At 16, Jeannie Spiegel already has set her sights on becoming a CEO.
The 11th grader at Bethesda-Chevy Chase High School may be well on her way, following her election as BBYO’s international vice president of programming, during its convention in Baltimore last month.
Spiegel described her position as “in charge of overseeing programming and helping execute the programs” for 19,500 BBYO members, 10,500 who belong to BBG and 9,000 who belong to AZA.
In her new position, Spiegel is the lead person for all programming at next year’s convention in Dallas. In addition, throughout the year, she is the go-to person for any region that needs help or advice in planning events.
“It’s definitely a big position and will be very time consuming,” she said.
Spiegel will continue weekly get-togethers with her special needs buddy through Friendship Circle, a Chabad-affiliated program that aims to make children and teenagers who have special needs feel included.
“Everyone needs a friend,” Spiegel said.
Spiegel joined BBYO in eighth grade, partly because a friend at Congregation Beth El of Montgomery County in Bethesda invited her and partly because her sister had participated.
“I went to an event, and I was just hooked as soon as I got there,” she said. “The girls were so welcoming.”
She has attended Hebrew school and gone to Jewish overnight camp at Camp Tel Yehudah, a teen leadership camp of Young Judaea, in upstate New York. But it wasn’t until she joined BBYO that she realized “being Jewish can be fun and meaningful,” she said.
Spiegel said she wants to elevate chapter programming to include a social action component. While she stressed that there’s nothing wrong with just getting together to watch a movie, Spiegel would like members to build upon the time they spend together, working on causes they are “really passionate about.”
Since then, Spiegel has risen through BBYO’s leadership ranks, holding a number of chapter board positions. She particularly has been involved in programming, most recently creating an event for more than 3,000 people.
“I think I have always been a natural-born leader,” she said.
To become BBYO’s 67th International S’ganit, the official name of the lead programming position, Spiegel had to come out on top of a field of four.

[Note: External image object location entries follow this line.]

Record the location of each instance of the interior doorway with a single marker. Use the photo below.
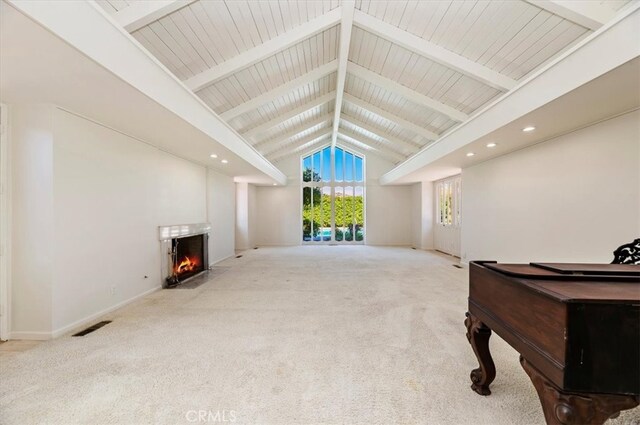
(4, 224)
(448, 220)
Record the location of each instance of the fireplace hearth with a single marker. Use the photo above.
(186, 252)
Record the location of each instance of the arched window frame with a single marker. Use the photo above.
(339, 232)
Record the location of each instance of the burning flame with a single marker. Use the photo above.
(186, 265)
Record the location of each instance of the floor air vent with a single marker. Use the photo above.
(93, 328)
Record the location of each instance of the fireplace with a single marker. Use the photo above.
(185, 251)
(187, 256)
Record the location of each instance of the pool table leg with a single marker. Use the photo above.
(478, 335)
(561, 408)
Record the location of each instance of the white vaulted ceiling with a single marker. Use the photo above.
(414, 70)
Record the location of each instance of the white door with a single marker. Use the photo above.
(448, 221)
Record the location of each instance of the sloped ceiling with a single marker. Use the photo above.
(413, 70)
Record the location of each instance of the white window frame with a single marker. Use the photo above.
(454, 184)
(332, 184)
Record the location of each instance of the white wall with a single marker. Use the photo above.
(32, 234)
(111, 193)
(87, 203)
(416, 215)
(574, 198)
(279, 220)
(388, 208)
(221, 213)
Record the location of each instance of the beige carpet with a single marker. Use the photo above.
(301, 335)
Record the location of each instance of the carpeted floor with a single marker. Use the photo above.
(300, 335)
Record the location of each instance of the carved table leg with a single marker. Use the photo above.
(562, 408)
(478, 335)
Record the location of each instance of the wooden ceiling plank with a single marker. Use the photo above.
(346, 25)
(140, 14)
(433, 52)
(263, 51)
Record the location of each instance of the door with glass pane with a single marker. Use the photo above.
(333, 197)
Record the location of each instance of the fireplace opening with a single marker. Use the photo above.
(187, 257)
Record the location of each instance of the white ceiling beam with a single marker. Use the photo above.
(406, 92)
(433, 52)
(589, 14)
(346, 24)
(142, 13)
(322, 133)
(293, 132)
(309, 106)
(364, 148)
(347, 141)
(374, 144)
(88, 28)
(411, 126)
(281, 90)
(307, 146)
(391, 140)
(265, 50)
(592, 57)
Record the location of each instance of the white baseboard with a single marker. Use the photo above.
(83, 322)
(31, 336)
(221, 260)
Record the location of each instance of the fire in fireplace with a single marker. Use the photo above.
(188, 257)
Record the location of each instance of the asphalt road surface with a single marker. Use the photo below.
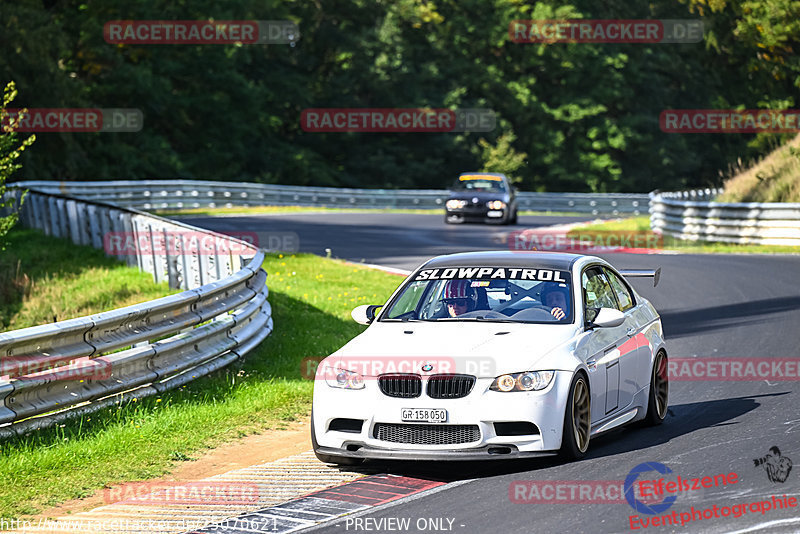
(712, 306)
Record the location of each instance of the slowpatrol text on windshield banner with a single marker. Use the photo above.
(494, 273)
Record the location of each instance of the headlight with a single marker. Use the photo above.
(528, 381)
(344, 379)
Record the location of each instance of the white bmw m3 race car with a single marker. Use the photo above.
(490, 355)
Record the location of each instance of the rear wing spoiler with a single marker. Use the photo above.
(643, 273)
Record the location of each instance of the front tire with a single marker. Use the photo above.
(577, 420)
(658, 399)
(330, 458)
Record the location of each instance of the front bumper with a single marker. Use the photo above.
(481, 408)
(482, 453)
(477, 214)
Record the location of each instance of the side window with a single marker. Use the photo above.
(623, 294)
(597, 292)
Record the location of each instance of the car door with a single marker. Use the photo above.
(634, 354)
(602, 346)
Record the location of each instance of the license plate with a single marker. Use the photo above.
(424, 415)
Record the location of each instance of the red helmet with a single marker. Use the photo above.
(460, 289)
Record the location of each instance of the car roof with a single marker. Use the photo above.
(506, 258)
(483, 174)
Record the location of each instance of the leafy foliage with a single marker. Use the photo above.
(570, 116)
(9, 153)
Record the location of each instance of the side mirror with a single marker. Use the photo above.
(608, 317)
(364, 314)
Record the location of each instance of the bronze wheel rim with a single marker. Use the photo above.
(661, 385)
(580, 414)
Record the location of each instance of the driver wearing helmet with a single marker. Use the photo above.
(557, 298)
(459, 297)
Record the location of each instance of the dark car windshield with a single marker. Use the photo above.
(495, 294)
(479, 183)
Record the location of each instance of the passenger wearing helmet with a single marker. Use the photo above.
(557, 298)
(459, 297)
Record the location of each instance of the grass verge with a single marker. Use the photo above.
(776, 178)
(311, 300)
(642, 225)
(44, 279)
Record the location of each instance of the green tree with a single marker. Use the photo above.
(9, 152)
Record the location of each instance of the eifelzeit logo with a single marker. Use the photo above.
(777, 467)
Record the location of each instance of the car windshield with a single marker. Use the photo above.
(479, 183)
(494, 294)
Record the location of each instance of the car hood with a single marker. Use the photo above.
(483, 349)
(482, 196)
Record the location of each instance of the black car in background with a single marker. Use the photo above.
(481, 197)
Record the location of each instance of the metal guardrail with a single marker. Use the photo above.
(186, 194)
(86, 363)
(691, 215)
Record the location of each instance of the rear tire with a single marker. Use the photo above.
(658, 399)
(330, 458)
(577, 420)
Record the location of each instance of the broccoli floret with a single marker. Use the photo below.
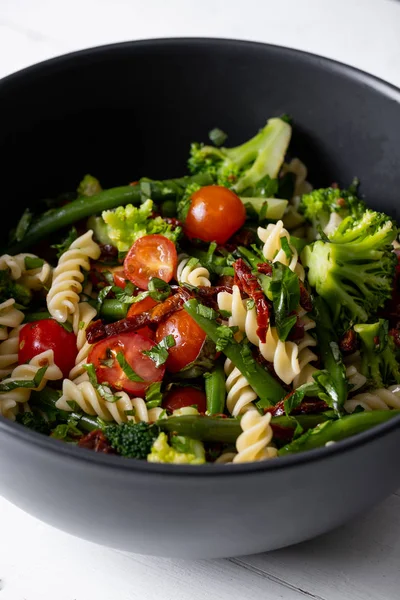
(378, 354)
(132, 440)
(89, 186)
(183, 450)
(325, 208)
(10, 289)
(244, 166)
(353, 271)
(34, 421)
(124, 225)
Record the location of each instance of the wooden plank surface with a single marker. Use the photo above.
(359, 561)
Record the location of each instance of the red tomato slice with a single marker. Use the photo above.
(215, 214)
(189, 339)
(150, 256)
(137, 309)
(48, 334)
(131, 345)
(178, 397)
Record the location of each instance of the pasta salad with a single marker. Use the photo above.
(231, 315)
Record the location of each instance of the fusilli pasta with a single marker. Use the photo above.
(34, 279)
(90, 402)
(27, 372)
(10, 317)
(283, 355)
(273, 251)
(253, 443)
(240, 394)
(378, 399)
(63, 296)
(9, 352)
(192, 274)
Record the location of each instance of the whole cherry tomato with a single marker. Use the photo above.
(48, 334)
(215, 214)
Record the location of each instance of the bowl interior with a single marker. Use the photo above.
(129, 110)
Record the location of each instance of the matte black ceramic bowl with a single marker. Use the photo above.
(132, 109)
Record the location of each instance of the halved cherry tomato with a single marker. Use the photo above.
(48, 334)
(137, 309)
(150, 256)
(215, 214)
(178, 397)
(189, 339)
(108, 370)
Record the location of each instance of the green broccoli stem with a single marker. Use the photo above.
(329, 349)
(82, 208)
(267, 388)
(334, 431)
(45, 401)
(250, 256)
(113, 310)
(227, 430)
(215, 390)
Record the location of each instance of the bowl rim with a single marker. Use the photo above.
(73, 453)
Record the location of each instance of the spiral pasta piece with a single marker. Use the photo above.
(378, 399)
(283, 355)
(63, 296)
(254, 443)
(34, 279)
(92, 403)
(240, 394)
(192, 274)
(10, 317)
(26, 372)
(273, 251)
(82, 318)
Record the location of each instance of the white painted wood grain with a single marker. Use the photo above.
(359, 561)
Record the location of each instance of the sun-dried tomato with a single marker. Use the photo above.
(97, 441)
(348, 341)
(249, 284)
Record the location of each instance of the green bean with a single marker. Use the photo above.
(215, 390)
(114, 310)
(329, 349)
(227, 430)
(333, 431)
(267, 388)
(83, 207)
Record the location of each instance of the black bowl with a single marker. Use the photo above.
(132, 109)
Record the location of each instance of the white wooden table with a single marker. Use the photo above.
(358, 562)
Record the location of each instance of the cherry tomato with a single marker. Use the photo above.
(137, 309)
(178, 397)
(48, 334)
(215, 214)
(108, 370)
(189, 339)
(150, 256)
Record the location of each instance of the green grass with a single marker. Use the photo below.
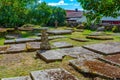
(25, 63)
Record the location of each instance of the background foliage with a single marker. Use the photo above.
(96, 9)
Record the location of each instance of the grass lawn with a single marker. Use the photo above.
(13, 65)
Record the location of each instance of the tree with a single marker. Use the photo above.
(96, 9)
(41, 13)
(58, 14)
(13, 12)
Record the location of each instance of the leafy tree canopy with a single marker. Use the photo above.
(96, 9)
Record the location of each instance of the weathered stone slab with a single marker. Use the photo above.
(50, 55)
(96, 67)
(58, 32)
(112, 59)
(105, 49)
(53, 74)
(9, 41)
(62, 45)
(97, 34)
(33, 45)
(100, 37)
(18, 78)
(79, 52)
(114, 43)
(25, 29)
(80, 40)
(22, 40)
(55, 37)
(10, 37)
(38, 34)
(79, 30)
(3, 49)
(16, 48)
(116, 34)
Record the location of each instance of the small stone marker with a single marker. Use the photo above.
(56, 23)
(44, 40)
(97, 67)
(16, 48)
(52, 74)
(80, 40)
(3, 49)
(50, 55)
(98, 34)
(9, 41)
(100, 37)
(101, 29)
(22, 40)
(33, 45)
(62, 45)
(114, 43)
(18, 78)
(113, 59)
(58, 32)
(105, 49)
(79, 52)
(38, 34)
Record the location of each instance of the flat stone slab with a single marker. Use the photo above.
(75, 52)
(112, 59)
(79, 52)
(23, 40)
(50, 56)
(38, 34)
(98, 34)
(100, 37)
(96, 67)
(18, 78)
(80, 40)
(114, 43)
(62, 45)
(16, 48)
(52, 74)
(3, 49)
(33, 45)
(58, 32)
(105, 49)
(79, 30)
(9, 41)
(25, 29)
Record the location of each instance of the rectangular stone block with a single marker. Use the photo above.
(112, 59)
(105, 49)
(33, 45)
(9, 42)
(96, 67)
(79, 52)
(100, 37)
(80, 40)
(18, 78)
(52, 74)
(62, 45)
(3, 49)
(58, 32)
(50, 55)
(13, 48)
(22, 40)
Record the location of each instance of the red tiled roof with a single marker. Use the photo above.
(73, 14)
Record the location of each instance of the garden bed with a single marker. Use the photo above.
(96, 67)
(52, 74)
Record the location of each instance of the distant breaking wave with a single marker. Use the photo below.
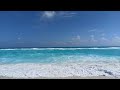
(61, 48)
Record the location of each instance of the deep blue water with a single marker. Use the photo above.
(58, 55)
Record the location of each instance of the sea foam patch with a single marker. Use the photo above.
(29, 70)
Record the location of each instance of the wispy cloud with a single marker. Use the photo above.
(93, 30)
(52, 14)
(76, 38)
(67, 13)
(92, 38)
(116, 39)
(48, 14)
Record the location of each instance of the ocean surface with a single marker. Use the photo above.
(60, 62)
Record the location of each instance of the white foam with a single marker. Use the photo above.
(60, 48)
(60, 70)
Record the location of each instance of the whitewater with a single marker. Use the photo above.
(60, 62)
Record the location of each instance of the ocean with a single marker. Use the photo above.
(60, 62)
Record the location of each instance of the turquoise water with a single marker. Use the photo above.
(58, 55)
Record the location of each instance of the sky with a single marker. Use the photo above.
(59, 28)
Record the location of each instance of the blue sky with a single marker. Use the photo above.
(59, 28)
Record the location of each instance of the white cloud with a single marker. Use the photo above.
(76, 38)
(67, 13)
(104, 39)
(93, 30)
(52, 14)
(48, 14)
(92, 38)
(116, 38)
(18, 38)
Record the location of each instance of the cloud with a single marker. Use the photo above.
(52, 14)
(93, 30)
(76, 38)
(48, 14)
(116, 39)
(67, 13)
(92, 38)
(104, 39)
(19, 38)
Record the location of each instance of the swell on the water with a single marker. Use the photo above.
(60, 70)
(61, 48)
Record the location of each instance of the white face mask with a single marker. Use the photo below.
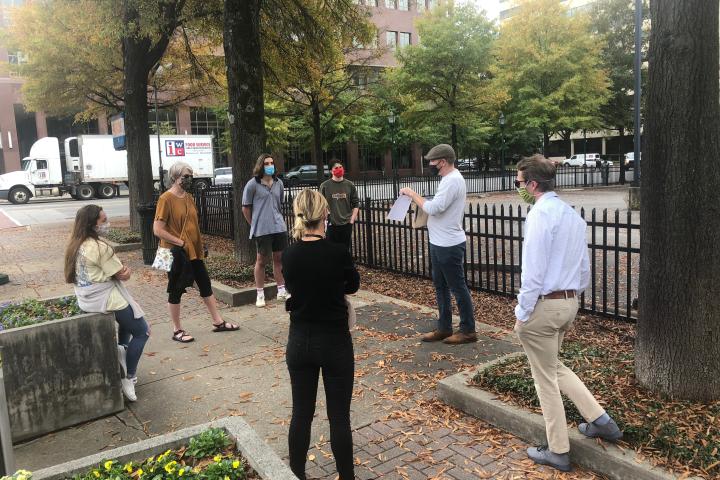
(103, 229)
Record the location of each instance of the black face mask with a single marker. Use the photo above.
(187, 184)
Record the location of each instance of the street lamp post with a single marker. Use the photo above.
(391, 120)
(638, 92)
(502, 148)
(157, 127)
(585, 157)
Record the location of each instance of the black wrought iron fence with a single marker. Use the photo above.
(495, 235)
(388, 187)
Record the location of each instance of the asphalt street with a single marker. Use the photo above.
(40, 211)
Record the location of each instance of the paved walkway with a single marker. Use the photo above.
(401, 430)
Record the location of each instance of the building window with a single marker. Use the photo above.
(16, 58)
(391, 39)
(167, 119)
(204, 121)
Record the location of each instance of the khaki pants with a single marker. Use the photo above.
(541, 337)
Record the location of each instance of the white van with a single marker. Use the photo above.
(589, 160)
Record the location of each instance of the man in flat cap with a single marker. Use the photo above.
(447, 247)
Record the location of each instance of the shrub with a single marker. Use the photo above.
(208, 443)
(31, 311)
(123, 235)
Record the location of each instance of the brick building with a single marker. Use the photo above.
(19, 129)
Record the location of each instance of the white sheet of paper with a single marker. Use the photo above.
(399, 208)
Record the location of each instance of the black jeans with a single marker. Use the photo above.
(340, 234)
(310, 350)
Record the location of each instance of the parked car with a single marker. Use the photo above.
(303, 174)
(630, 159)
(223, 176)
(590, 160)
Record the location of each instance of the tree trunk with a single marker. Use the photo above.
(246, 111)
(678, 333)
(453, 136)
(317, 142)
(137, 130)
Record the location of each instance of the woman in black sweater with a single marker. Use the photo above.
(318, 274)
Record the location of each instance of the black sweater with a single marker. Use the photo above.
(318, 274)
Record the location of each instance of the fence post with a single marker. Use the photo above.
(368, 232)
(7, 458)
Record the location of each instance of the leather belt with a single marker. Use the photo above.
(558, 294)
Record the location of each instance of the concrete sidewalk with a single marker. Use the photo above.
(401, 430)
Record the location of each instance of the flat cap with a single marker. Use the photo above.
(441, 151)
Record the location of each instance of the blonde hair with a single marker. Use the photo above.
(310, 208)
(176, 170)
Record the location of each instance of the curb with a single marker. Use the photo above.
(605, 458)
(244, 296)
(123, 247)
(260, 457)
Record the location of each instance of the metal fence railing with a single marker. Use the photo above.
(387, 188)
(494, 248)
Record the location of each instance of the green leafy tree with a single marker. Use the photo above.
(322, 86)
(445, 81)
(550, 62)
(268, 39)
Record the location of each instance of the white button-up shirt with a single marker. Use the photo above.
(446, 211)
(555, 253)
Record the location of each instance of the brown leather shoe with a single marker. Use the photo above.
(436, 336)
(461, 337)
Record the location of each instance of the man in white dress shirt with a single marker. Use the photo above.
(555, 269)
(447, 247)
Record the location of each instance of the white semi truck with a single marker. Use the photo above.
(93, 168)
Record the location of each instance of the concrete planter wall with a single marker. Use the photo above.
(60, 373)
(236, 297)
(260, 457)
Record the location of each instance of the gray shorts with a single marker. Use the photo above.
(274, 242)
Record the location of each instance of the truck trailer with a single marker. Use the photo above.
(92, 168)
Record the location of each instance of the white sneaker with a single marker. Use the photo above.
(128, 389)
(122, 358)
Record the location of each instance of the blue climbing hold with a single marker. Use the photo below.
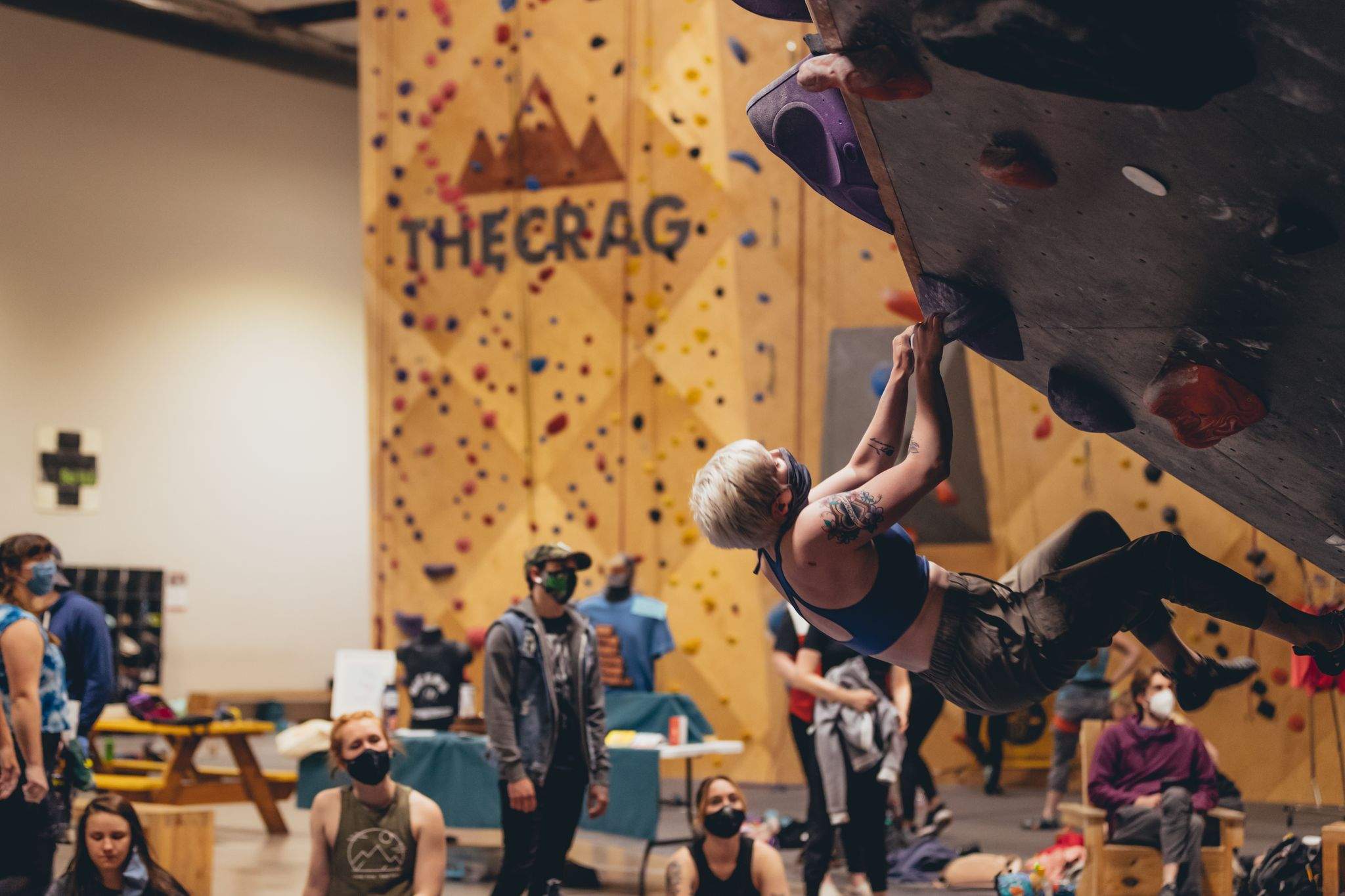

Although the names of the candidates were not revealed until the day before the election, Spiegel now knows her competitors hailed from Bulgaria, Texas and Baltimore.
To be permitted to compete for the position, Spiegel had to answer a 15-question self-awareness survey, be interviewed by the girl she sought to replace, meet with the international president and participate in a phone call between staff members and members of Spiegel’s family.
After that, she filled a page with information on her platform, goals and qualifications. It was then distributed to those attending the convention. She also prepared a two-minute video about herself, and finally, gave a five-minute speech at the convention.
Being with 2,400 young Jewish people from 48 states and 27 countries, for Spiegel, was “in a sense indescribable,” she said.
Her grandfather, who hid during the Holocaust in what was then Poland, joined AZA when he first came to America.
“This shows how we went from persecution” to a room packed with young people celebrating their Jewishness, she said.